Spurred in part by work created by the Sarbanes-Oxley act, regional and even smaller local CPA firms are finding that their commercial clients hold assets or do business in other states, if not other countries.
But becoming newly licensed in one state, even after serving as a trusted CPA in another, can take six months or more.
So the state Board of Accountancy, which regulates the practice in Connecticut, is joining a growing number of its counterparts in considering whether to push for a change allowing CPAs licensed by other jurisdictions under similar guidelines to practice in Connecticut, with as little as a simple notification –- or possibly no heads-up whatsoever.
Frustration
The frustration felt by partners and CPAs at some regional and growing local firms was reared by board member Richard H. Gesseck at the body’s monthly meeting last week. Gesseck, a partner with UHY Advisors in New Haven, serves commercial clients who frequently consider mergers or acquisitions with companies in other states.
Legally, Gesseck or another member of the firm would need to acquire and maintain a license in order to do even a modicum of work in that state as a CPA, or risk a fine by its accountancy board.
But the chance to acquire another company likely can’t wait until the paperwork gets completed. In the meantime, what is Gesseck to tell his client?
“Just wait six months while I go through the licensing process?” he wondered aloud at the meeting. “Ridiculous.”
To speed the process to mobility (or the recognition of licenses in other states), a national group has issued guidelines aimed at helping states create similar-enough rules that re-licensing each others’ CPAs might not be necessary.
The guidelines, formed by the National Association of State Boards of Accountancy (NASBA) and the American Institute of Certified Public Accountants (AICPA), are non-binding but are propelling states to agree on the “substantial equivalency” of each others’ procedures.
Four states, led by Ohio, have already begun allowing mobility.
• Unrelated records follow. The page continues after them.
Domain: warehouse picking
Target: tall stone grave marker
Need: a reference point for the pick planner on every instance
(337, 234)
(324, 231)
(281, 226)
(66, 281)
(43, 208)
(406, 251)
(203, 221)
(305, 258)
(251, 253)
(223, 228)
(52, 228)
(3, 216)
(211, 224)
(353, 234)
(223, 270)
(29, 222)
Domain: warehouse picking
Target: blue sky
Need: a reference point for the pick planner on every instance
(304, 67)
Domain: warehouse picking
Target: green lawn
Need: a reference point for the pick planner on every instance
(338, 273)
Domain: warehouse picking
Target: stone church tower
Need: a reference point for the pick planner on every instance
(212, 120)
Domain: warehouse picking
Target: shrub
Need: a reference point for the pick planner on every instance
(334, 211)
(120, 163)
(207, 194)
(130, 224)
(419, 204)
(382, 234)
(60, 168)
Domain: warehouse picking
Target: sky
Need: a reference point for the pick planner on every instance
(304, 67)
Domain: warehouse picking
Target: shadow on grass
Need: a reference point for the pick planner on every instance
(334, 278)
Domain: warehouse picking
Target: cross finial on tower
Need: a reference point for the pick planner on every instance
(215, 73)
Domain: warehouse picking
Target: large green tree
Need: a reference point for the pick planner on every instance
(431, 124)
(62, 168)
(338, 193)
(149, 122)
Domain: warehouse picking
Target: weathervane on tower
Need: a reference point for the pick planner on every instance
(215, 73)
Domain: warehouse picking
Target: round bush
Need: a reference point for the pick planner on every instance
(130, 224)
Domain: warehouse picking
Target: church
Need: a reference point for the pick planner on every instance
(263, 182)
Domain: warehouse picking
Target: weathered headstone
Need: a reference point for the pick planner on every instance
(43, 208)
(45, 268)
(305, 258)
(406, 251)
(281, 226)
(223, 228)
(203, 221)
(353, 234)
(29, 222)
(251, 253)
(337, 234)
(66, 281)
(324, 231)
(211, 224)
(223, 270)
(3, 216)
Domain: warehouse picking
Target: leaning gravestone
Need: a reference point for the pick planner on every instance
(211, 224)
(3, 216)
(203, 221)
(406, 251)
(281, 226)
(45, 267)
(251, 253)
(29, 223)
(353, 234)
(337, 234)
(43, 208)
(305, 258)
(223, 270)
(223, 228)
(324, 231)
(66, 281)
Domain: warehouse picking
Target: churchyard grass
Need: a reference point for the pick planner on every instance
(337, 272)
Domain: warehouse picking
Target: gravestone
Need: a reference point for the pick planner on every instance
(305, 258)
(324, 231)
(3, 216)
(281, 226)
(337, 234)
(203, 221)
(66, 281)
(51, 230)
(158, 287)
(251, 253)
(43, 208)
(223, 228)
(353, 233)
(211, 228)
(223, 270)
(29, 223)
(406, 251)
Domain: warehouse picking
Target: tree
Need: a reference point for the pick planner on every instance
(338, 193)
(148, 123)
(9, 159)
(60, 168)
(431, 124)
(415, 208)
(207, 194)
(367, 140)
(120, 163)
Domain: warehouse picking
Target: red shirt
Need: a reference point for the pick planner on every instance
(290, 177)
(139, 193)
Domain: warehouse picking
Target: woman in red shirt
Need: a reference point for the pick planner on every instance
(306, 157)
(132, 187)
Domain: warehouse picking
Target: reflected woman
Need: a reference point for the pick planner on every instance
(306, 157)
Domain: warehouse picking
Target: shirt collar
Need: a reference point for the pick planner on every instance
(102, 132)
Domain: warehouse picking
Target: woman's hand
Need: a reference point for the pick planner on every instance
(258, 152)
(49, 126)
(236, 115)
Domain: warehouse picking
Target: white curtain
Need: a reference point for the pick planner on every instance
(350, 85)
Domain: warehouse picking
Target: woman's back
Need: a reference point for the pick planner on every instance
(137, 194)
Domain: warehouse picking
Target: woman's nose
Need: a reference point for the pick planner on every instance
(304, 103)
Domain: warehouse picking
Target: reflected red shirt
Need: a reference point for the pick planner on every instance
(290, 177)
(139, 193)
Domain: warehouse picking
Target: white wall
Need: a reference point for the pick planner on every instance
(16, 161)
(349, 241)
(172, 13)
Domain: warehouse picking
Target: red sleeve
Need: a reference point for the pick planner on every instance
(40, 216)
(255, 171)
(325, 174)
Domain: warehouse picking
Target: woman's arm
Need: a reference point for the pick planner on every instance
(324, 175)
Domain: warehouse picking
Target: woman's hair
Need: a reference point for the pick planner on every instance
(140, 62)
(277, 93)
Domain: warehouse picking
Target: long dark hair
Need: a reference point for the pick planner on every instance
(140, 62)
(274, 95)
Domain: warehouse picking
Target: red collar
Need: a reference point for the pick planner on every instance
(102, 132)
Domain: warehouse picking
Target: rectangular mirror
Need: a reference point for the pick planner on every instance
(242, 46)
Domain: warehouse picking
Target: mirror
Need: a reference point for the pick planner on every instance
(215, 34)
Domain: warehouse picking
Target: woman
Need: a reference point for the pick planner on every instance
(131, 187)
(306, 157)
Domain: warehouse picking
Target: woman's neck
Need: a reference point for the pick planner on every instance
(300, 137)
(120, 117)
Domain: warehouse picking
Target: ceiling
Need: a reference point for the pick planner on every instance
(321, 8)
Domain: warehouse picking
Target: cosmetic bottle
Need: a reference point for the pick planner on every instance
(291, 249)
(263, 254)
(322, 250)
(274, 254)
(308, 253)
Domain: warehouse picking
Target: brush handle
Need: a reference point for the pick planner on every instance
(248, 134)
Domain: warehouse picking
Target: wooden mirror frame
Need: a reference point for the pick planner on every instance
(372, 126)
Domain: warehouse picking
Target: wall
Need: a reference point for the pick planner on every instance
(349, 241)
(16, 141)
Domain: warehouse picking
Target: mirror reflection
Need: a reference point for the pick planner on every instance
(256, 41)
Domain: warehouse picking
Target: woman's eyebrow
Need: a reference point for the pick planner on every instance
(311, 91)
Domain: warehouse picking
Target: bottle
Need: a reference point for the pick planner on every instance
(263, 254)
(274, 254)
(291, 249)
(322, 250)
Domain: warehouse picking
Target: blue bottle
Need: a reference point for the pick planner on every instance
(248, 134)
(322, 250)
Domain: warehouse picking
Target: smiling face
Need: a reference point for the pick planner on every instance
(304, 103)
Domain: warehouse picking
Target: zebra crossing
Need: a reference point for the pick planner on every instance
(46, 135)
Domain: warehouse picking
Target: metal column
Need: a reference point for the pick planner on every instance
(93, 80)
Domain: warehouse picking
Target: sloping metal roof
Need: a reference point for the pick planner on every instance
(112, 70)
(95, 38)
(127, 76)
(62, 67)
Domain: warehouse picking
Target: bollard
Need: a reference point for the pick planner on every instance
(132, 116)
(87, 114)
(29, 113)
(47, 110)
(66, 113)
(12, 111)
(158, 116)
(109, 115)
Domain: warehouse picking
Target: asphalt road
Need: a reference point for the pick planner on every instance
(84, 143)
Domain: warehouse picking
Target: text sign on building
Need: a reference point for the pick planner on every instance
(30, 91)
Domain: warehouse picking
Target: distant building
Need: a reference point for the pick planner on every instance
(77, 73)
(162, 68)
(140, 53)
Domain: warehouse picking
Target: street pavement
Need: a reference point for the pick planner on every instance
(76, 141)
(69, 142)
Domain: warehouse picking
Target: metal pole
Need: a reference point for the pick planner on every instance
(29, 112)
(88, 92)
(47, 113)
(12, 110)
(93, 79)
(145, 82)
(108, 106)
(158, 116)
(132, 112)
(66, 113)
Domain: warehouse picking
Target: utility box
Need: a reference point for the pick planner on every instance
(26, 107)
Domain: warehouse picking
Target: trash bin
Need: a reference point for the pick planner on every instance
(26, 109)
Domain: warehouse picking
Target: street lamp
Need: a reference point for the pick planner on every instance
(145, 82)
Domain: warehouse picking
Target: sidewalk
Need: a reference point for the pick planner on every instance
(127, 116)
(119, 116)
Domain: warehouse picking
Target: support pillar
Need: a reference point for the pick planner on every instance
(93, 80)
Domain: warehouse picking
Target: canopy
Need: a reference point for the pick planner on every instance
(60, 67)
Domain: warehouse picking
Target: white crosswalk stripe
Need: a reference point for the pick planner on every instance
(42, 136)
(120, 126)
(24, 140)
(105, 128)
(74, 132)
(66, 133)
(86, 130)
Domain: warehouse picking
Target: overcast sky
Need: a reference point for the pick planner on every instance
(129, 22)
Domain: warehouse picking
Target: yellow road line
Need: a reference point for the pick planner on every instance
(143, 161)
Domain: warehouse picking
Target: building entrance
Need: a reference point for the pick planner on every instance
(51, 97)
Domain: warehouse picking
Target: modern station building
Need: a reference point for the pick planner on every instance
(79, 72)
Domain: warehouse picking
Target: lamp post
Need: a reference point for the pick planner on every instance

Others, including Massachusetts, are currently considering it.
Initial reviews of the idea among Connecticut’s board members, though not put to a vote, were positive, leading to the idea that the group could seek needed legislative changes in the 2008 session.
Mobility will not come to the states easily.
Charged with initiating enforcement actions against those who would illegally serve as CPAs in Connecticut, Rebecca E. Adams, staff attorney for the board, said the number of “marginal players” that dredge multiple states for business and avoid regulators at all cost could rise with increased mobility.
“From the perspective of enforcement, mobility is a nightmare,” she said.n
Adams believes even states that agree to equivalent licensing procedures and mobility will end up engaging in legal wrangling.